個人的に好きなミステリ作家さん、綾辻行人と有栖川有栖の対談集。
タイトルの “ミステリ・ジョッキー” を最初に見た時、競馬の騎手のことしか頭に浮かばずに、競馬に関連したミステリの話なのかとばかり思っていた。。。(´ー`)┌
ところが、ラジオのDJ(ディスク・ジョッキー)を真似たものらしいと読み始めてわかった。
ラジオ番組で、会話の途中で音楽を入れるのと同じように、対談の合間にミステリを読んでもらおうという趣向。
それで、ミステリ・ジョッキー=MJってことか。
趣向としては面白い。

内容としては、両作家が抱いている本格ミステリの核心的作品を紹介したり、似ているようでどこか違う、マジックやパズルのミステリとの関係、番外編として、講談社ノベルスの復刊フェア(2007年)で話題となった作家の作品について、などなど語り合ってます。

ただのエッセイや書評(評論)とは異なり、取り上げられている作品を読めるという点が良い。
両作家の対談は説得力があり、作品に対する理解度も上がるというもの。
それが読者の感想と必ずしも一致しない作品もあるが、その相違もまた新たな発見であり、面白かったりする。
それと、両作家の意見や、性格の違いもみれて興味深い。
特に、 「それぞれの“ふるさと”」 の章で両作家が選んだ作品が、有栖川センセは、ザ・推理な論理的なミステリだし、綾辻センセは、恐怖の演出が冴える怪奇的なミステリであり、両者の原点、本質的な作品であるという点はとても面白い。
また、有栖川センセの場合、素人のわたくしからみてもミステリ大好き人間なんだなぁと思うくらい、子供のように嬉しそうに語るわけですが、綾辻センセはというと結構クールだったりする。(笑)
ミステリに対して他人事というか、一歩引いた客観性を感じる。
なんというか、本当にこの2人仲が良いのか? と疑ってしまうほど、有栖川センセにつれない綾辻センセです。(笑)
個人的には、第2弾、第3弾と続けて欲しいところですが、綾辻センセのやる気のなさが気になってしまう。
あれが彼のMAXテンションなら良いのだが。。。
他に、取り上げられた作家や作品に対して、各章の終わりに概略があり、ガイドブックとしての役割も果たしており、とても親切な構成。


企画としては面白いのだが、個人的にはもうちょっと対談部分を多くして欲しい。
挿入される作品は、版権の問題等あって、思ったように語りたい内容と作品が一致しない状況の方が多いかもしれない。
そうなると二番、三番煎じの作品を挙げることになる。
対して思い入れの無い作品を挙げて語られても迷惑なだけなので、それだったら、挿入する作品は少なくていいから、中身の濃い対談をして欲しい気がします。

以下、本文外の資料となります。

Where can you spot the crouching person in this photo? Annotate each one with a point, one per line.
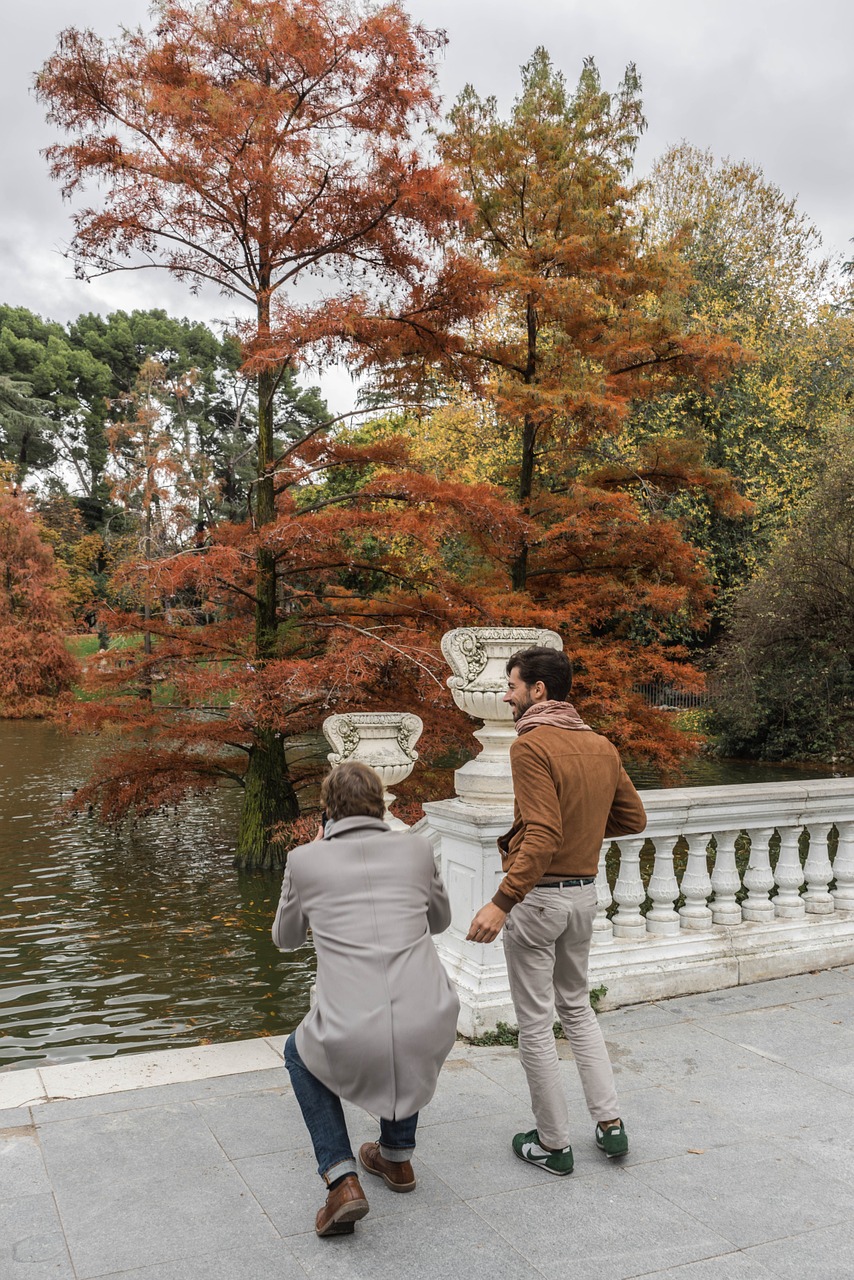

それと、本の装丁・デザイン、カラーコーディネイトがとても良いです。
両作家の人形も似ている上にかわいらしい。(笑)
過剰な装飾もなくシンプルでいて、細かい点で凝っている。
次回作に期待です。







(  ゚_ゝ゚) { 『マジックやパズルよりも自由そうですね。』 確かに。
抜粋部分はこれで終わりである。